The CDC determines the pandemic’s impact on counties based on new cases, hospital admissions and use of inpatient beds.
Locally, test positivity is trending above 5 percent, Health Officer Dr. Jennifer Vines told the Board on Tuesday during a routine briefing on the pandemic. But with fewer people seeking lab tests, test positivity is a less reliable indicator of community spread. Many home tests, which are increasingly common, may not be reflected in official numbers.
And while cases have been rising, hospitalizations, which have lagged behind a rise in cases in past surges, remain low. A flat hospitalization rate may indicate that while the BA.2 variant might be more contagious than prior forms, it causes less severe illness.
All the same, the rise in cases is concerning enough that Public Health is strongly reiterating its most tried-and-true recommendations, including staying home if you’re sick. And sick doesn’t just mean potentially having COVID-19; Public Health is eying an uptick in other common illnesses such as whooping cough and norovirus.
“This is not Public Health coming in with mask mandates for everybody,” Vines said. “This is putting the community on alert that cases are going up, and we don’t want to see medically fragile individuals hospitalized with this virus. And so we go back to what works.”
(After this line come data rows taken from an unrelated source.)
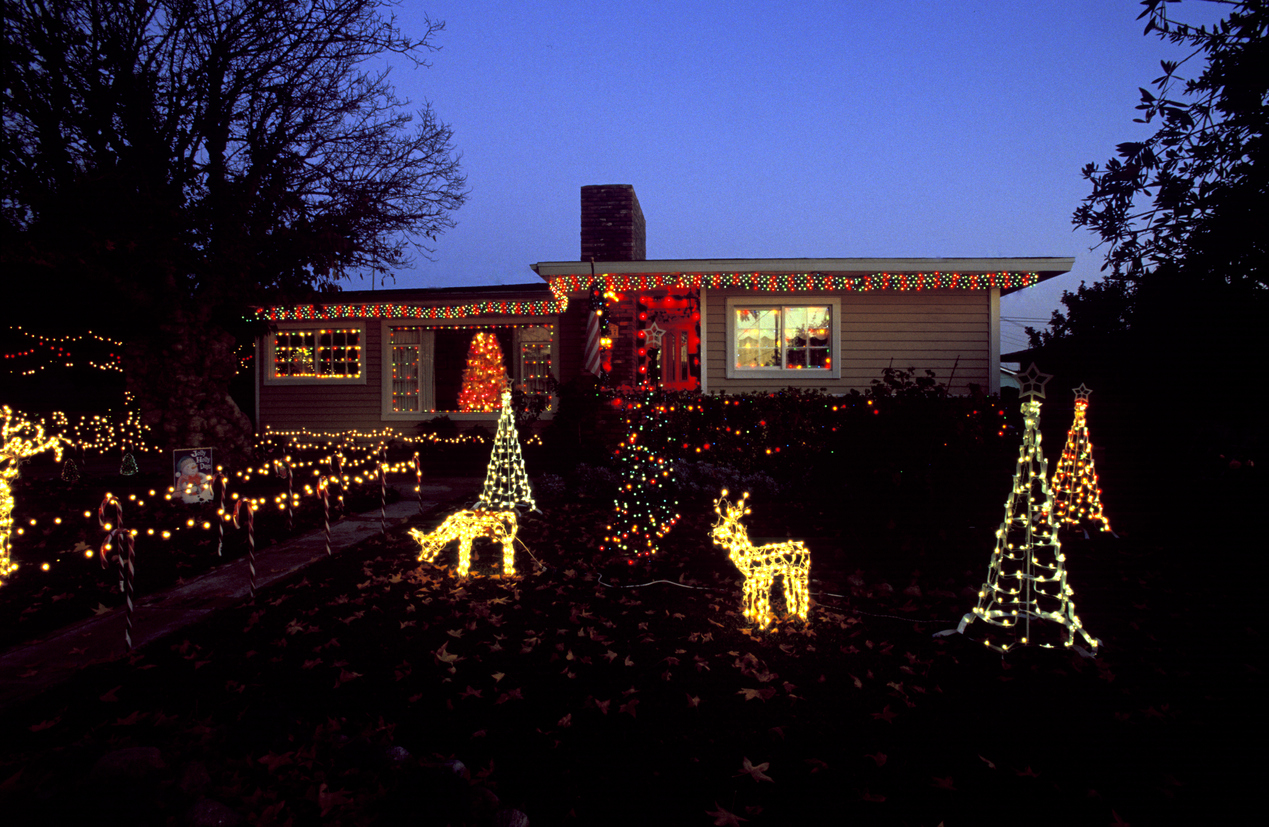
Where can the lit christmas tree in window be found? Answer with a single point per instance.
(1076, 494)
(506, 485)
(1027, 577)
(484, 376)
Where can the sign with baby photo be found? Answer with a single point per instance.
(193, 469)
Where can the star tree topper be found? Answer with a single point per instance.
(1033, 382)
(654, 335)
Public Health also recommends that people who are at high risk consider wearing a mask indoors, understand the symptoms they should watch for, have access to testing, and make a plan to quickly get antivirals should they fall ill with COVID-19.
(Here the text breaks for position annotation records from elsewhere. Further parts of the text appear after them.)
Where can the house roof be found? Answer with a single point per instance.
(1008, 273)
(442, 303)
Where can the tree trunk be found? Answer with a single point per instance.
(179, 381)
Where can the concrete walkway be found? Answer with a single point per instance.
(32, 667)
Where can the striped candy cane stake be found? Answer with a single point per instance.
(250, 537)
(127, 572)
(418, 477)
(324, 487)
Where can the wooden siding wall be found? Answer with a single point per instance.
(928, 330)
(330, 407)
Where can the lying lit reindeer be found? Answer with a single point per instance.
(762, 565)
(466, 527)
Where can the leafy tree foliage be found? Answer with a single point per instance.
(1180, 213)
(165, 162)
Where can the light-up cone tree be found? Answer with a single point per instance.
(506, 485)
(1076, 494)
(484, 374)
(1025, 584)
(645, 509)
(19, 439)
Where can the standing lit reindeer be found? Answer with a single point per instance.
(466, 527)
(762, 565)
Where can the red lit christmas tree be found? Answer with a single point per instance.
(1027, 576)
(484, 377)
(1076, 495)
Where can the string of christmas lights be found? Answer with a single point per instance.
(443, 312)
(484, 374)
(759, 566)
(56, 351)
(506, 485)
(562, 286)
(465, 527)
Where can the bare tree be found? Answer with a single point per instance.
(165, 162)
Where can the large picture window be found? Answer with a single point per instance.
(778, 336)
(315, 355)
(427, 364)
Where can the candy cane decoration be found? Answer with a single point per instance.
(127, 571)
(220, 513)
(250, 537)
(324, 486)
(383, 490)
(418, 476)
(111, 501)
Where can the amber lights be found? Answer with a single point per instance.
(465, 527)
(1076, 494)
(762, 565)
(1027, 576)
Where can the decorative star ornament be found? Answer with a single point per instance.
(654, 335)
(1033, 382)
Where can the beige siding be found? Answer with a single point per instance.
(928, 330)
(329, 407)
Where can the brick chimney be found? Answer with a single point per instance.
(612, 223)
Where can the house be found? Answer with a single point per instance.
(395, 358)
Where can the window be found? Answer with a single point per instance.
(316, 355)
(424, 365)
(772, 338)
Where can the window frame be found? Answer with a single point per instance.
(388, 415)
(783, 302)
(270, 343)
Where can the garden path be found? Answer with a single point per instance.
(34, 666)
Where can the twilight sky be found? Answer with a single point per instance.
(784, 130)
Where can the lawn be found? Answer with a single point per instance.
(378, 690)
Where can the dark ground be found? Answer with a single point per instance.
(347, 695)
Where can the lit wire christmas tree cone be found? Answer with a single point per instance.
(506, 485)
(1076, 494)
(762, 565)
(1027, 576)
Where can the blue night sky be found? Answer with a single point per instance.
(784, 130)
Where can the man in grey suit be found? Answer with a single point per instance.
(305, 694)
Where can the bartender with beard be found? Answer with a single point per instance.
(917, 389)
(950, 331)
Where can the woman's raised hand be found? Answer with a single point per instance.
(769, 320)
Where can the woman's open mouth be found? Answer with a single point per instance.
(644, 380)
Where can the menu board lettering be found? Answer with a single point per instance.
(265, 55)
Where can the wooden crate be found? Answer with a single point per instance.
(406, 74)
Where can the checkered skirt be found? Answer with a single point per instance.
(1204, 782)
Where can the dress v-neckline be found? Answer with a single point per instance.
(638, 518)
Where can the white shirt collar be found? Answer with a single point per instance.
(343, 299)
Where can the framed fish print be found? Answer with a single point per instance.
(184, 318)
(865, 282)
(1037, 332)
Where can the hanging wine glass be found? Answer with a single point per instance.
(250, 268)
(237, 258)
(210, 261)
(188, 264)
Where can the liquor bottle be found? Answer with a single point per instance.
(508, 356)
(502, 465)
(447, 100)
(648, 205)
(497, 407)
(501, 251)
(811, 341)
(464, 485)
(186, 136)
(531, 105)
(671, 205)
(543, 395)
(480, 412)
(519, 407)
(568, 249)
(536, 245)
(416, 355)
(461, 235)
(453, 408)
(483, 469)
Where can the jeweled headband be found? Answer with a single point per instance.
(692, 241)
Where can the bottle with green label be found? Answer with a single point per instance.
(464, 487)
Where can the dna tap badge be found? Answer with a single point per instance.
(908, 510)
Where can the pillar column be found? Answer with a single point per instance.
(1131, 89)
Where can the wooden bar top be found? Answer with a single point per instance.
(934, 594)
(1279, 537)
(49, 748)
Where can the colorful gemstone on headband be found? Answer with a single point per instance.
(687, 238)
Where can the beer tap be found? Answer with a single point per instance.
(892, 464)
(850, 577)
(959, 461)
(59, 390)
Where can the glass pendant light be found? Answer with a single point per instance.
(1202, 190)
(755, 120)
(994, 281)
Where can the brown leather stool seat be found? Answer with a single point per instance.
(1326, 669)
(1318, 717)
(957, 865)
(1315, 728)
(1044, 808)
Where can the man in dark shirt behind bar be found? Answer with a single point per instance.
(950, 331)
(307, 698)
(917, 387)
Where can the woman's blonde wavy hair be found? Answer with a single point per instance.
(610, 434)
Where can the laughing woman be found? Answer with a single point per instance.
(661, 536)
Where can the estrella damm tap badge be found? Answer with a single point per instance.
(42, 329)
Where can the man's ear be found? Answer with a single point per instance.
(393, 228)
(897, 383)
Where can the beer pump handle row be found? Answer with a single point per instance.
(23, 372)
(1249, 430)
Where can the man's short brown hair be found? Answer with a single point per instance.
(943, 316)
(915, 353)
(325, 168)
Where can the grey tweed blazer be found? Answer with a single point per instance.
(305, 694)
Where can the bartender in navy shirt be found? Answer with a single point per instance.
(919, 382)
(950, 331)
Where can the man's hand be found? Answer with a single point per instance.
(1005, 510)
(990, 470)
Commissioner Sharon Meieran asked why Public Health wasn’t opting to make a more forceful and universal recommendation for masking,
“Why don’t we strongly recommend indoor masking now? And leave the opportunity for a mandate to be the next step?” she asked.
Public Health Director Jessica Guernsey said, “We need to measure our recommendations so that it is proportionate to what we’re seeing.”
When Public Health issued mandates and closures in 2020, it was necessary, she said. “We had only blunt tools.”
We have better tools in 2022, she said. We have vaccines and natural immunity that comes from contracting the virus. And we also have different ways of understanding what is happening with new variants, both from our quantitative data and our work in community to understand what people are seeing and experiencing — often before we actually see it in our data.
There may come a time, perhaps as early as this fall, when more forceful guidance would be needed, Guernsey said.
“For the most part, we are ramping down away from mandates and amplifying recommendations,” she said. “We’re going to be living with this virus for a very long time. Unfortunately we’re going to go through ebbs and flows, like we are right now.”